Vauban avait envisagé de faire ce souterrain qui passerait sous la têt mais ce projet n’aboutira pas, faute de finances.

Deux cents ans après, Napoléon III ordonne après plus de vingt ans d’études et de projets –car ce château doit être considéré et traité comme citadelle- la construction d’une tour, puis d’une lunette à mi-coteau du château et de la cité.

En définitive, il fera établir une batterie qui est un groupe de cinq casemates à parapets en terre destinées à donner des feux sur les trois avenues menant à Villefranche. Les travaux sont confiés à l’entreprise Estève qui emploiera 250 personnes, ils débutent par la communication souterraine en partant du Fort en 1850 ; en dernier ressort on joindra la batterie intermédiaire au village en 1853.
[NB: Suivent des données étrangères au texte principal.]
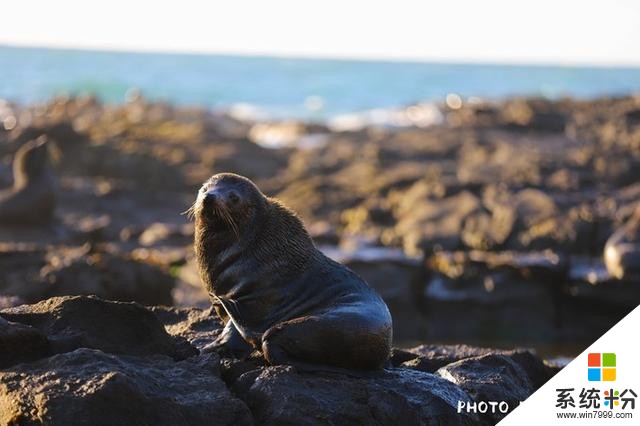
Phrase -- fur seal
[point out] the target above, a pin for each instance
(622, 250)
(32, 199)
(276, 291)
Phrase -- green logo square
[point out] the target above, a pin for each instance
(608, 360)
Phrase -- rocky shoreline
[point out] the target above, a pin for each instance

« Il était envisagé de passer sous le lit de la Têt mais les travaux seraient dispendieux . Il est préférable d’établir une communication par le bastion de la boucherie en traversant le pont ST Pierre que l’on pourra recouvrir d’un bastingage ou d’un toit s’il est nécessaire et entrant par le réduit du pont St Pierre dans une galerie souterraine…celle-ci devra être crevée aussitôt après la retraite des derniers défenseurs de la ville ».

Le souterrain dit « des milles marches » n’en compte en fait que 734. Il sera taillé à 70% dans une roche très friable et compte tenu du terrain accidenté on dénombrera beaucoup de morts parmi les ouvriers (22 sont relevés ; le Comité des fortification ayant refusé d’indemniser les veuves car leurs maris étaient morts suite à des fautes professionnelles).